Ouvert hier jeudi le 17 février 2022 à Bruxelles, le sixième sommet réunissant l’Union Européenne (UE) et l’Union africaine (UA) se clôture aujourd’hui, avec la promesse d’un nouveau partenariat entre les deux continents.
Depuis hier, les chefs d’états et de gouvernements discutent autour du contenu de ce partenariat qui représente 150 milliards d’euros d’investissement en Afrique sur la période 2021-2027, selon l’annonce de la présidente de la commission européenne, Ursula Von der Leven, faite le 10 février 2022 à Dakar, capitale du Sénégal.
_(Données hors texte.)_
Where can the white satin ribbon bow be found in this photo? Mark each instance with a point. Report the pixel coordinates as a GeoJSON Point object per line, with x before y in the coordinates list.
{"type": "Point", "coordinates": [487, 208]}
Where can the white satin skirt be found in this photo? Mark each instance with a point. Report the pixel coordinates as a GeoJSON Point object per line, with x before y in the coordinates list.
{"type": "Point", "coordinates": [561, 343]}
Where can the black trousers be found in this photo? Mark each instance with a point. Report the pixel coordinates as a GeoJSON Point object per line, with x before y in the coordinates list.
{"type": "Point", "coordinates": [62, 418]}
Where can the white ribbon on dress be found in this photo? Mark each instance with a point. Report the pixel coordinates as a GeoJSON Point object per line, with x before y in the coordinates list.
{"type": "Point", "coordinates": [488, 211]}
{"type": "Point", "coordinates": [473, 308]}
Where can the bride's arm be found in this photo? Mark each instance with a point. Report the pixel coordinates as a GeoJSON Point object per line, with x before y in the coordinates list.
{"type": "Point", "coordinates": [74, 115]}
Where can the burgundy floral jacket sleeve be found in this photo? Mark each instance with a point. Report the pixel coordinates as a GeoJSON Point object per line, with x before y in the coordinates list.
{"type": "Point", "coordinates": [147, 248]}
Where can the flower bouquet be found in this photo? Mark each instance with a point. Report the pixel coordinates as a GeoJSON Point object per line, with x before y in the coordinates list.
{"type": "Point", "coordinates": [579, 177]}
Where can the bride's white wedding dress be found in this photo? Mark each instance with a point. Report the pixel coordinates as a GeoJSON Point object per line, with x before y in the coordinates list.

Dans son discours d’ouverture, le président de l’Europe de 27, Emmanuel Macron, est revenu sur les acquis du dernier sommet UA-UE, insistant notamment sur ce qu’il qualifie de l’axe euro-africain que ce sommet aurait dégagé «pour faire prévaloir une vision commune de notre destin ». Il a souligné que « l’Afrique est face à des défis » qui sont partagés avec l’Europe avant d’énumérer, tour à tour, « la transition numérique, la transition climatique, la transition politique et la transition démographique ».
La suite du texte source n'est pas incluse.